Mr MacDonald said the downturn meant some firms were willing to work with new suppliers, without which they may not have found success.

He said: “I would say the renewables sector is a lot more forward-thinking enterprise. It’s a much shorter cycle.

“The history of subsea is being risk-averse. The technology was very different in the early days, there are parallels with how subsea developed and how renewables has been developing but they have learned a lot quicker and I think they embrace technology quicker, they engage a lot quicker.

“If I had a choice between a renewables project and a subsea project, I would back renewables because straight to market is quicker for me.

“At Tekmar we diversified very successfully into the oil and gas space. My question is, had we not had the downturn, would we have engaged as quickly? There was an engagement in new technology and new suppliers and that helped us a lot.”
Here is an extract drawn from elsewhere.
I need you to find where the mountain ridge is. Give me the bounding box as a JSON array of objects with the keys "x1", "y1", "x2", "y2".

Colette Cohen, chief executive of the Oil and Gas Techonlogy Centre (OGTC), said there is an ever-increasing need to work with renewables as the world focuses more on a low-carbon agenda.

She said: “We are facing the low-carbon economy. Whether we like it or not the renewable industry is really growing right now but there’s also massive societal support for us to become a greener world.

“When you look at the fourth industrial revolution combined with it, previously when an ice cap melted in the Arctic, it was interesting to a few scientists but now it becomes a viral video across the world.

“So the recognition and connectivity that’s been created through digitisation really drives this greater awareness of the impact of climate change.

“So if we’re going to be part of an energy solution and part of a balanced energy mix, we as an industry have got to embrace low carbon technology to continue to operate and produce hydrocarbons, but in the cleanest, greenest way that we can.”

Ensuring subsea conforms to a clean energy agenda is vital in attracting the next generation, according to Ms Cohen, who said oil and gas is in an “industrial transition” going into the next 50 years.

She added that protecting the environment is high up on the agenda of young people: “We need to change the language and how we talk about the oil and gas industry.

“That means we do need to embrace that low carbon future, we have to talk about being part of that, about being energy efficient, about having a clean footprint if we’re going to attract the next generation because they don’t want to work for an industry that’s perceived not to care about the environment.

“They want to work for an industry that wants to ensure that we’re sitting there, working hand-in-hand with renewables, that we’re conscious of the need for digitisation.

“I think there is a need for us to genuinely take that as our strategy within our own companies.”